Das Gebiet um den Brandshof, den Oberhafen, die Großmarkthallen und die Norderelbbrücken in Rothenburgsort liegt Kellner unter den Fenstern seines 120 Quadratmeter Büros zu fast allen Himmelsrichtungen zu Füßen. Kellner liebt diesen Ort. Hier ist er seit Jahren aktiv, hat die Potenziale lange erkannt. Schon damals, als dieses Gebiet für viele reines Niemandsland inmitten von Fahrspuren und Verkehrslärm war. Nun spricht es sich langsam bei den Kreativen herum, dass hier ein neues Areal für Künstler und Kulturschaffende entstehen könnte, eine Art Hafencity für Normale mit Atelier-, Ausstellungs- und Veranstaltungsflächen. Baudirektor Walter sprach sich eigens für die künstlerische Nutzung alter Bahnhallen im Oberhafen aus. Und Kellner, der im Auftrag des Bezirks Mitte ein Gutachten über eine Kreativnutzung des Areals verfasst, erkennt in der Mischung aus "Wasserflächen, Logistikfreiflächen und alten Lagerhallen im Oberhafen" das ideale Potenzial für die Bedürfnisse von Künstlern, Musikern und Galerien.

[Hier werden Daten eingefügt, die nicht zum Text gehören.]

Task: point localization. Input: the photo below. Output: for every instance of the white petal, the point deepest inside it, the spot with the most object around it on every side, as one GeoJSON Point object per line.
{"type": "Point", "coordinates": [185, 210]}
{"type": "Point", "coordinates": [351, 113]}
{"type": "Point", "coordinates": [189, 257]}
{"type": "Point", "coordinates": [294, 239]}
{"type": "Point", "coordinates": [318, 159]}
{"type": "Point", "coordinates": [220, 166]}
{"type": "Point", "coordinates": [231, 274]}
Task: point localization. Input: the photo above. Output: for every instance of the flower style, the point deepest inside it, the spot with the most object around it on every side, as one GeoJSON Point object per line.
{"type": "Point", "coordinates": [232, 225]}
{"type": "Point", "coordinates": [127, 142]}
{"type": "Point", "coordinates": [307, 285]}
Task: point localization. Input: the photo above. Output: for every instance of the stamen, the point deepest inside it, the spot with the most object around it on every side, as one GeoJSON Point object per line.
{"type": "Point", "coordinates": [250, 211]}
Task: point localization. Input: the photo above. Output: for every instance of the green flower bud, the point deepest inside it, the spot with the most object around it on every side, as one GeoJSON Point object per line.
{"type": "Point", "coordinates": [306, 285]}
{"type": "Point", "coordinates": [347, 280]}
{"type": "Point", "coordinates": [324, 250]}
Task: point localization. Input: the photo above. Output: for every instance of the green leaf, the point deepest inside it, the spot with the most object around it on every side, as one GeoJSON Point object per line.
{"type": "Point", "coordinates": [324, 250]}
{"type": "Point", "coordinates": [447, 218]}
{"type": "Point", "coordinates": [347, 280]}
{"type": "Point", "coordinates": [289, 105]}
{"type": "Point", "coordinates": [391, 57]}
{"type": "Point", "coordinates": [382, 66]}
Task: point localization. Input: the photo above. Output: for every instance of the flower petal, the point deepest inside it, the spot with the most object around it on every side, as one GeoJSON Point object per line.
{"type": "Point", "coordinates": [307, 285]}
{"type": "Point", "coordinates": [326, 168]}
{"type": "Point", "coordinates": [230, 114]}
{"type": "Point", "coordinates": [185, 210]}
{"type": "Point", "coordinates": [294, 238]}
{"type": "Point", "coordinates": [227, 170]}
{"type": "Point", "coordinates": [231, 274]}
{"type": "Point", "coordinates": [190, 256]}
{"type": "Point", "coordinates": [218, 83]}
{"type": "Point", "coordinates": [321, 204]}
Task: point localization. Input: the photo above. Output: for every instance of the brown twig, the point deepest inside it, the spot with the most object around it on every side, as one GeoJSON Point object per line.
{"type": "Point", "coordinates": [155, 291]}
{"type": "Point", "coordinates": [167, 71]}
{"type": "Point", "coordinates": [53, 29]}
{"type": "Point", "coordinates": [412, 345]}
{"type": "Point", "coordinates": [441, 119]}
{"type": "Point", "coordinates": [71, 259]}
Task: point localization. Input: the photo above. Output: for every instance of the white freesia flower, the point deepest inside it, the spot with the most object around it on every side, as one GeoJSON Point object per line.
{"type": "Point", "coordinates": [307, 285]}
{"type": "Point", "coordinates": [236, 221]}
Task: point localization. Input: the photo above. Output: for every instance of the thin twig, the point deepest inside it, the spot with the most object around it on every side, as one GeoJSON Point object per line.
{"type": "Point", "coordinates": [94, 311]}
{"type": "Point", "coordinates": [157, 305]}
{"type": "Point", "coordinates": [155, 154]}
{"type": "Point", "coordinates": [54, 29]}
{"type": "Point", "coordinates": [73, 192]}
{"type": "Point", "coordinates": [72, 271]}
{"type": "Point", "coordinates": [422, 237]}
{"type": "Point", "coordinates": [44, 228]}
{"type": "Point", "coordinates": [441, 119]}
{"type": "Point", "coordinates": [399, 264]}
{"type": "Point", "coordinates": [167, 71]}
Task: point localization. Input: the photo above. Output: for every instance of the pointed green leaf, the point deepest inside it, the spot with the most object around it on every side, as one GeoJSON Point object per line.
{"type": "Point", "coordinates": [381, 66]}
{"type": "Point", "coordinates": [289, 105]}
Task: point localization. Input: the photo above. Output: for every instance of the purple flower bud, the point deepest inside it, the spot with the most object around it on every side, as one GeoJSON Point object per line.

Brachliegende Bahnschuppen im Oberhafen gilt es neu zu bespielen, zu reaktivieren, wodurch die "City Süd" als Kreativort weich an die Hafencity heranwachsen könnte. Kellner schweben "Mehrfachnutzungen" von Flächen vor: "Tagsüber Lagerfläche, abends Ort für eine Kulturveranstaltung". Wasserflächen zu nutzen und mit "Büros auf dem Wasser" neue Formen von Arbeiten und Freizeit zu finden, ist eine Vision, die im Oberhafen möglich wäre.

Kellner zeigt auf den Gebäudekomplex des Brandshofs: "Hier ist zum Beispiel der belgische Künstler Marc van den Broek eingezogen, der zuvor in New York lebte. Hat gleich den Komplex gekauft."

Der international bekannte Künstler ist von den Gegebenheiten in Rothenburgsort begeistert und freut sich über die im Vergleich zu Amerika kurzen Wege: "Der sagt sich, von hier aus bin ich ganz schnell in Berlin oder Bremen", sagt Kellner grinsend über dieses für deutsche Künstler fremde Denken und Entfernungsempfinden. Blickt der Architekt und Kulturprojektinitiator jetzt nach knapp zehn Jahren aus seinem Mercedes-Haus, ist alles so aufregend wie am ersten Tag. "Bei schönem Wetter kann man das Dach besteigen, und der Sonnenuntergang über den Elbbrücken ist phänomenal." Aktuell holt sich Kellner, dessen Erfolg ein großes Netzwerk ist, auch bei Architekturabsolventen aus Cottbus Anregungen.

Am Beispiel Venedigs haben die gezeigt, wie alte Lagerhallen für kulturelle Nutzungen reanimiert werden können (zu sehen bis Freitag bei KuBaSta in der Repsoldstraße 45). "Genau das ist für den Oberhafenkomplex interessant", sagt Kellner, der es schätzt, an Phänomene die richtigen Fragen zu stellen.